La présence étrangère semblait d’autant plus susceptible de provoquer une réaction négative, que les contacts entre les forces étrangères et la population locale étaient fréquents et largement non réglementés. À Syrte et à Jufra, des Russes se présentaient régulièrement dans des magasins et des restaurants, parfois en portant ouvertement des armes. Les combattants soudanais, que Haftar n’était plus en mesure de payer, sont devenus une présence encore plus problématique. Ils ont commencé à exiger des paiements aux points de contrôle le long des routes terrestres et leurs activités de contrebande de carburant ont entraîné des pénuries pour les consommateurs libyens. À Tripoli, les Syriens sortaient fréquemment de leurs bases à pied pour faire leurs courses et, en août 2021, ont ouvertement manifesté devant une base pour protester contre les retards de paiement de leurs salaires.

Depuis lors, cependant, la présence turque, syrienne et russe est progressivement devenue presque invisible. À Syrte, les combattants de Wagner se sont retirés des zones qu’ils occupaient pour s’installer dans une zone réservée de la base aérienne de Qardhabiya en 2021. Leurs visites dans les magasins locaux à Syrte et Jufra, souvent en compagnie de leurs traducteurs syriens, sont devenues beaucoup moins fréquentes. Lorsqu’ils apparaissent en public, ce qui est rare, ils portent désormais systématiquement des vêtements civils, indiquant qu’ils sont en congé.

Dans les bases méridionales de Brak et Tamanhant, où les Russes sont également présents, il est encore plus rare de les voir à l’extérieur des bases, selon les résidents locaux. Les habitants de l’extrême sud rapportent parfois avoir entendu parler de visites russes sur des sites isolés, tels que des zones d’extraction d’or ou des bases militaires, mais il est très rare qu’ils affirment les avoir vues de leurs propres yeux.

Il en va de même pour les combattants syriens déployés par la Turquie. À Suq al Khamis, au sud de Tripoli, des habitants avaient auparavant signalé que les combattants syriens sortaient fréquemment à pied d’une base locale. Cependant, depuis au moins un an, leurs sorties se limitent désormais à un seul voyage hebdomadaire en voiture vers les magasins locaux, ce qui suggère qu’un régime réglementant les interactions avec les habitants a été mis en place – faisant ainsi de l’ennui un défi majeur pour les Syriens.

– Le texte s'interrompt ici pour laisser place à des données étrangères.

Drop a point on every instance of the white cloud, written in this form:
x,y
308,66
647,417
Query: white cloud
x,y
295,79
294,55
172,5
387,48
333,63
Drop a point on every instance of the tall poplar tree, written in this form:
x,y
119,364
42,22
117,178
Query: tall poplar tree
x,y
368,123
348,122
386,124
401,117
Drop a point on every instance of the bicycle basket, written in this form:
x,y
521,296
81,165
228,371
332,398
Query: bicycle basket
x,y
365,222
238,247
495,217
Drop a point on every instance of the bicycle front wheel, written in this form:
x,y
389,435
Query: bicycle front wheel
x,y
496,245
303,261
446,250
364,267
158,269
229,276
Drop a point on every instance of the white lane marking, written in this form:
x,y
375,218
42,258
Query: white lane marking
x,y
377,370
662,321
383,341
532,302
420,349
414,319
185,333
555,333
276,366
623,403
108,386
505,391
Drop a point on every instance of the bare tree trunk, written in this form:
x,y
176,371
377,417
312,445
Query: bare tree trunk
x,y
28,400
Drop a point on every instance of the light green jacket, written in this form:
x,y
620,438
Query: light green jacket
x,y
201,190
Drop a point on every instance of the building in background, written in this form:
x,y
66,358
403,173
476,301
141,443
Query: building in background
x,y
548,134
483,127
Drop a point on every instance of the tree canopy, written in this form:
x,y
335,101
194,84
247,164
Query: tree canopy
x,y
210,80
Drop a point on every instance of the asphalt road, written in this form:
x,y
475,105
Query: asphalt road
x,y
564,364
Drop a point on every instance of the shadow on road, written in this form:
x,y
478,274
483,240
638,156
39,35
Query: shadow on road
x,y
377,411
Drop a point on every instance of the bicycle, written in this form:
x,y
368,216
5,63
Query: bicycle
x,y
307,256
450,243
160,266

La présence militaire turque officielle est devenue encore plus discrète, se limitant à quelques bases militaires situées entre Misrata et la frontière tunisienne. Il est extrêmement rare de rencontrer du personnel militaire turc en dehors de ces bases.

Il ne s’agit pas de pouvoir nier la présence de ces troupes

Cet isolement vis-à-vis de la société libyenne n’est pas – ou du moins n’est plus – un moyen de nier la présence de ces troupes. La Turquie n’a jamais caché le déploiement de ses forces. La Russie, en revanche, a longtemps nié (de manière peu crédible) avoir des forces en Libye. Cependant, depuis la rébellion et la mort du fondateur de Wagner, Evgueni Prigojine, la Russie a progressivement reconnu sa présence, tandis que le ministère russe de la Défense reprenait le relais des fonctions précédemment assurées par Wagner. En 2024, l’ambassadeur russe à Tripoli a publiquement affirmé dans plusieurs interviews que des « éléments » russes, plutôt que des forces, coopéraient avec les troupes de Haftar dans l’est de la Libye. La livraison très médiatisée d’armes par des navires russes via le port de Tobrouk en avril 2024, suivie de la visite de plusieurs navires de guerre russes à Tobrouk en juin, a renforcé le message selon lequel la présence russe devenait de plus en plus manifeste et officielle.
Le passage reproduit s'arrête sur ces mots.